この発言が世に出た後、カープは引き下がりませんでした。むしろ繰り返しました。株主書簡で、投資家会議で、メディアインタビューで、彼は同じメッセージを反復しました。「われわれは西側の敵たちを怖がらせる。時にはそれを排除する」2024年のニューヨーク・タイムズのインタビューで、カープはさらに一歩進みました。「西側は中国、ロシア、イランと同時に3つの戦線で戦う可能性が高い。その戦争に備えるには、自律型兵器を開発する必要がある」哲学者が兵器について語っていました。
カープのこうした話し方は偶然ではありません。戦略です。彼はパランティアを「中立的なテクノロジープラットフォーム」として包装することを拒否します。代わりに「われわれは側を選んだ」と宣言します。その側は「西側民主主義」であり、「自由な生き方」であり、「力による平和」です。2025年5月の決算説明会で、カープは「われわれはウォーリア文化だ」と述べました。戦士の文化です。その言葉が4,000人の従業員に投げかけるメッセージは明確です。お前たちはソフトウェアエンジニアではない。前線の兵士だ。

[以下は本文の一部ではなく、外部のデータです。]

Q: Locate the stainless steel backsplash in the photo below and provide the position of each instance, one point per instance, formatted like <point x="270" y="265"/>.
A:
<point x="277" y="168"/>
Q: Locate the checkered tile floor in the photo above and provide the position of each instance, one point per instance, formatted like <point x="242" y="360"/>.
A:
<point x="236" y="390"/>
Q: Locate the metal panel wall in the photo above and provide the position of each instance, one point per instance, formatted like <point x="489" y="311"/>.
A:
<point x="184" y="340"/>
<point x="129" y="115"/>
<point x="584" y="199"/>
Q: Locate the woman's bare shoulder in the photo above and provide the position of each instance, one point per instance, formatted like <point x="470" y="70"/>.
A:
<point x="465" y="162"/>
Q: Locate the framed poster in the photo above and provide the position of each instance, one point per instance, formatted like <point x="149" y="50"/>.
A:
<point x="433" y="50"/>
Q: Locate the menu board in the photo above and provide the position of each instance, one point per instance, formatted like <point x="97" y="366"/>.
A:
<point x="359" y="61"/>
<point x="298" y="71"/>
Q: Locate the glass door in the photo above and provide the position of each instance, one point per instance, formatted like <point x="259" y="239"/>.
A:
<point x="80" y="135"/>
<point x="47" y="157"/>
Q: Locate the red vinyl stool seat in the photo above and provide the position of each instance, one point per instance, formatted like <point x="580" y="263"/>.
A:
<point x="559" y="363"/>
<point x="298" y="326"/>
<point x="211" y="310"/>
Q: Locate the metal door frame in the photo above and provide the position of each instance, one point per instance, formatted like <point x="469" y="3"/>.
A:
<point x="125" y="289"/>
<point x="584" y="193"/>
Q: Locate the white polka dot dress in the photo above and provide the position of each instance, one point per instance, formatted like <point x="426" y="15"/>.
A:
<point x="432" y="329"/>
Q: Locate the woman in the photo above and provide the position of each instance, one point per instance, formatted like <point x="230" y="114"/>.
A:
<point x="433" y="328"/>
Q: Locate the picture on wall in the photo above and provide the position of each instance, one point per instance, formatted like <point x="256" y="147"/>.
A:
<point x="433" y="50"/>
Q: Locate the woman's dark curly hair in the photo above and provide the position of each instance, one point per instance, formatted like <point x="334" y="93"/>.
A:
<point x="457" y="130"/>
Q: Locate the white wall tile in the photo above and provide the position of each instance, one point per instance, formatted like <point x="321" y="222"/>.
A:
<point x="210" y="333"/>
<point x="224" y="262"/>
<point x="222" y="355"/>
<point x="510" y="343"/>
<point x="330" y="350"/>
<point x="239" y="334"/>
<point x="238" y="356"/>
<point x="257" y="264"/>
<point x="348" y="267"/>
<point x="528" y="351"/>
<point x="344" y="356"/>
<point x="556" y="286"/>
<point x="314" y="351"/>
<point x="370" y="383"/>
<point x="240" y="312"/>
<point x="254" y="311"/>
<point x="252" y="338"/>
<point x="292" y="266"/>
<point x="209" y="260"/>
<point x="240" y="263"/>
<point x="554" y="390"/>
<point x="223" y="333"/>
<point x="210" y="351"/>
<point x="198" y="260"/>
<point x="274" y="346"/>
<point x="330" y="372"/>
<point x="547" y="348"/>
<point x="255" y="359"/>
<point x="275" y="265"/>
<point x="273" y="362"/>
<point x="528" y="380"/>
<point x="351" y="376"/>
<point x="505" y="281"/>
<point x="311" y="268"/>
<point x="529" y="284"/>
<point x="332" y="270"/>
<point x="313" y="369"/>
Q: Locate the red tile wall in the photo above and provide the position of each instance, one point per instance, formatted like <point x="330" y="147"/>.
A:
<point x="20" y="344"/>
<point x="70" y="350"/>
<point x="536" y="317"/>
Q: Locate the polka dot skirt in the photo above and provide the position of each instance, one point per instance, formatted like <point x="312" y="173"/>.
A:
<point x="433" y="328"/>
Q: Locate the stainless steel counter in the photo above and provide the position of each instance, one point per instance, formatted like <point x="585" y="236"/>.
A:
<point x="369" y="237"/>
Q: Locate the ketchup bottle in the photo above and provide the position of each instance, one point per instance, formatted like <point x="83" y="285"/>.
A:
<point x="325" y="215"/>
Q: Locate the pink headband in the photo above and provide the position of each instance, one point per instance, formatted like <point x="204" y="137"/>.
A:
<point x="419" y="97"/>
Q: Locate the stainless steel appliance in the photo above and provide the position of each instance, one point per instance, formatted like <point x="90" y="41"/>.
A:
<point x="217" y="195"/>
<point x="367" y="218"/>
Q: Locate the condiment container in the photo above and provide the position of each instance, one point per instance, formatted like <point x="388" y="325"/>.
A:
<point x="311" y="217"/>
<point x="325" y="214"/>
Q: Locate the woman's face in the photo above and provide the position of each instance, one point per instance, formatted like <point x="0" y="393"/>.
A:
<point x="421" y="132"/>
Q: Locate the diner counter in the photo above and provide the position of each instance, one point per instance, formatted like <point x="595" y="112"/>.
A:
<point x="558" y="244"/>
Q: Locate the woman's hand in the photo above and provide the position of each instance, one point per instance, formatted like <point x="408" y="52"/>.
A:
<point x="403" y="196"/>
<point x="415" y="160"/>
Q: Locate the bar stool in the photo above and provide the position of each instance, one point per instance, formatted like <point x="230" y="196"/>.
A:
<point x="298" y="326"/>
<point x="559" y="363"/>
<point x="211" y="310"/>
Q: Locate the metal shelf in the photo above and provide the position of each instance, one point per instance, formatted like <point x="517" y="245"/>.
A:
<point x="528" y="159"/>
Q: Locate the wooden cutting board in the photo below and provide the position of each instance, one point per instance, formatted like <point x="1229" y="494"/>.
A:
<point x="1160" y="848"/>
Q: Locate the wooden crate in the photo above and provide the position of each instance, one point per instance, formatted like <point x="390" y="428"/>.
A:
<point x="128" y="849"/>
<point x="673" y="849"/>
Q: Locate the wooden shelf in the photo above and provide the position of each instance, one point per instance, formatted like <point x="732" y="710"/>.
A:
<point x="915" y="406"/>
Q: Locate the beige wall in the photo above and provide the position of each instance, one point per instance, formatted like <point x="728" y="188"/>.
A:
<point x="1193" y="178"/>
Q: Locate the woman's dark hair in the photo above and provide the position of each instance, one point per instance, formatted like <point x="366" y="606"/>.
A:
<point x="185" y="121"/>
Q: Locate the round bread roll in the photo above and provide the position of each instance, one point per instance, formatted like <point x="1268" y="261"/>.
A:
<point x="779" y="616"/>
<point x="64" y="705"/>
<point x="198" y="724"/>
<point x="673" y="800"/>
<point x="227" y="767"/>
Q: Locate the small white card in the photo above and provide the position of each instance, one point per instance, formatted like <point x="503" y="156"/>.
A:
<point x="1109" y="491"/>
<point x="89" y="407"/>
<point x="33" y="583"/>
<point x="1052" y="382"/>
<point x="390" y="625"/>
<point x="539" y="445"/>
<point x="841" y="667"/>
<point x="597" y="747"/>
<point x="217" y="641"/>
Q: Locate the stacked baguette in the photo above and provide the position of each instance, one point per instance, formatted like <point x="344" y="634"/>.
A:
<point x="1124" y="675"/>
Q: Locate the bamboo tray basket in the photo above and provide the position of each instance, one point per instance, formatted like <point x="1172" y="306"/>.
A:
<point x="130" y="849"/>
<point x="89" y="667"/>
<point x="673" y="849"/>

この文化は採用プロセスから始まります。パランティアは「フォワード・デプロイド・エンジニア」という独特な職群を運営しています。彼らはエアコンの効いたパロアルト事務所ではなく、顧客の現場に派遣されます。軍事作戦指揮所かもしれませんし、警察指揮所かもしれませんし、情報機関の分析室かもしれません。そこでエンジニアたちは兵士、分析官、捜査官とともに働きます。コードを書きながら、そのコードが実際に何をするのかを目で見ます。
カープはこの経験が従業員たちを変えると信じています。あるインタビューで、彼は新人エンジニアに直接声をかけ、「哲学的責任」について話したと述べたことがあります。コーディング技法やビジネス目標ではなく、「政府が使うツールを作ることの倫理的含意」についてです。彼は質問しました。「われわれのソフトウェアができるからといって、すべきなのか?」質問は投げかけましたが、その質問に対する会社の答えはすでに決まっていました。すべきだということです。
パランティアの社内文化には独特な語彙があります。従業員たちは自分たちを「パランティリアン」と呼びます。会社を去った人は「退役者」になります。顧客の要求は「戦場の要求」に、残業は「任務遂行」と再解釈されます。こうした言語は仕事を変換します。データベースを設計する仕事が「西側文明を守る仕事」になります。アルゴリズムを最適化する仕事が「テロリストを追跡する仕事」になります。
2025年11月、アナドル通信の報道によれば、パランティア反対デモ現場でカープは抗議者に対し「わが技術は主にテロリストを殺す」と反論しました。「主に」という言葉が肝心でした。主にはその他を消し去りません。その他は暗闇の中に留まります。判断の誤り、誤爆、過度な停止、誤ったデータ、偏ったモデル。それらは統計の暗闇へと追いやられます。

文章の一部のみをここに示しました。